Ly6c^hi macrophages and fibrosis are reduced in IFT88^Orpk FVB CCR2^−/− mice. A: PCR analysis of DNA extracted from wild-type (WT), heterozygous (het), and knockout (mut) mice for the CCR2 gene. B: representative fluorescence-activated cell sorting plots of infiltrating macrophage subtypes harvested from control (cont) and IFT88^Orpk (mut) mice on control (cont) or CCR^−/− (mut) background at 4 wk of age with quantification of Ly6c^hi and Ly6c^lo macrophages from their respective groups (n = 4–5). C: representative histological images of liver sections from 4-wk-old mice (n = 6–8).
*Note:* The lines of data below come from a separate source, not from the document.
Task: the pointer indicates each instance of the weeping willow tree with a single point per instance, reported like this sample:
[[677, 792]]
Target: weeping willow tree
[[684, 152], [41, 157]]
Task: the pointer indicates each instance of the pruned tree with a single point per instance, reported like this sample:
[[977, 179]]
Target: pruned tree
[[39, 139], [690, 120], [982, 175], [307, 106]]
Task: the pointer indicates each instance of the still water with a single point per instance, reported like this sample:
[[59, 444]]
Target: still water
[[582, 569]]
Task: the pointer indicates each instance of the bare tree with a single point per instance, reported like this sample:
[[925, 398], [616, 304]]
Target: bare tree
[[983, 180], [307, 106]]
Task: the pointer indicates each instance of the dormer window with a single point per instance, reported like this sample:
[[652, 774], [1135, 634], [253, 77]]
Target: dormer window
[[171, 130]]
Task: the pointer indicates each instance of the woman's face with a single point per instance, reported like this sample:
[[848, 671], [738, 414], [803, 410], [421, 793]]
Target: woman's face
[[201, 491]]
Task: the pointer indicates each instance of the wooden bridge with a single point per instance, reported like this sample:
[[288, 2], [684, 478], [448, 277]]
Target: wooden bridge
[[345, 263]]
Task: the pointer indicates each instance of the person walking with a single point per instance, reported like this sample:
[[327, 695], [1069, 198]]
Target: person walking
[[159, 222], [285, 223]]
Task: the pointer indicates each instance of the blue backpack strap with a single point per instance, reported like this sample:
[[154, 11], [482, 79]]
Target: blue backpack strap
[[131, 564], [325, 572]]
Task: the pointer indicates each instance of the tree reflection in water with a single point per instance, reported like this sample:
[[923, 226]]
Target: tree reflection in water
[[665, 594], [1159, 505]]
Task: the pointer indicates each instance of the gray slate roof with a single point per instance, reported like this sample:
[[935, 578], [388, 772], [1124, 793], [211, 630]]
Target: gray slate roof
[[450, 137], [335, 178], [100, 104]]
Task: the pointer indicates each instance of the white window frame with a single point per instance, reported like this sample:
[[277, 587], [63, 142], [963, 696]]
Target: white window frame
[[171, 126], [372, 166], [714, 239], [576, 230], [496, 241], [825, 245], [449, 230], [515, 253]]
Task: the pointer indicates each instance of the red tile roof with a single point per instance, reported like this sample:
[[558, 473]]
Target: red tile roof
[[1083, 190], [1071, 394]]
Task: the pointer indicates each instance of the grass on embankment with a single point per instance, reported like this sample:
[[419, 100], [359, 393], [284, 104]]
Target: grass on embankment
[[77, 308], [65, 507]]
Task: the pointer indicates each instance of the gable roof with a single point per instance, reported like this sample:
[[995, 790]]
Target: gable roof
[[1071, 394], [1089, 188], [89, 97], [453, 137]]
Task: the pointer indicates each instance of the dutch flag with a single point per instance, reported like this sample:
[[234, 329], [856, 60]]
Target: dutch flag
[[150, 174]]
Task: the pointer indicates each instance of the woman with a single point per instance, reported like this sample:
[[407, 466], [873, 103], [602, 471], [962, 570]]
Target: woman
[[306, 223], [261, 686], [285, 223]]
Cystic index was quantified for IFT88^Orpk CCR2 control and IFT88^Orpk CCR2^−/− mice. Cholangiocyte number was quantified using flow cytometry [(cytokeratin 19 (Ck19)-positive cells] and quantitative RT-PCR for Ck19. D: representative picrosirius red-stained sections from 4-wk-old mice (n = 6–8) with quantification of picrosirius red-positive area and quantitative RT-PCR data for collagen types 1 and 3 (Col1a2 and Col3a1). Values are means ± SE. *P < 0.05; **P < 0.01; ***P < 0.001.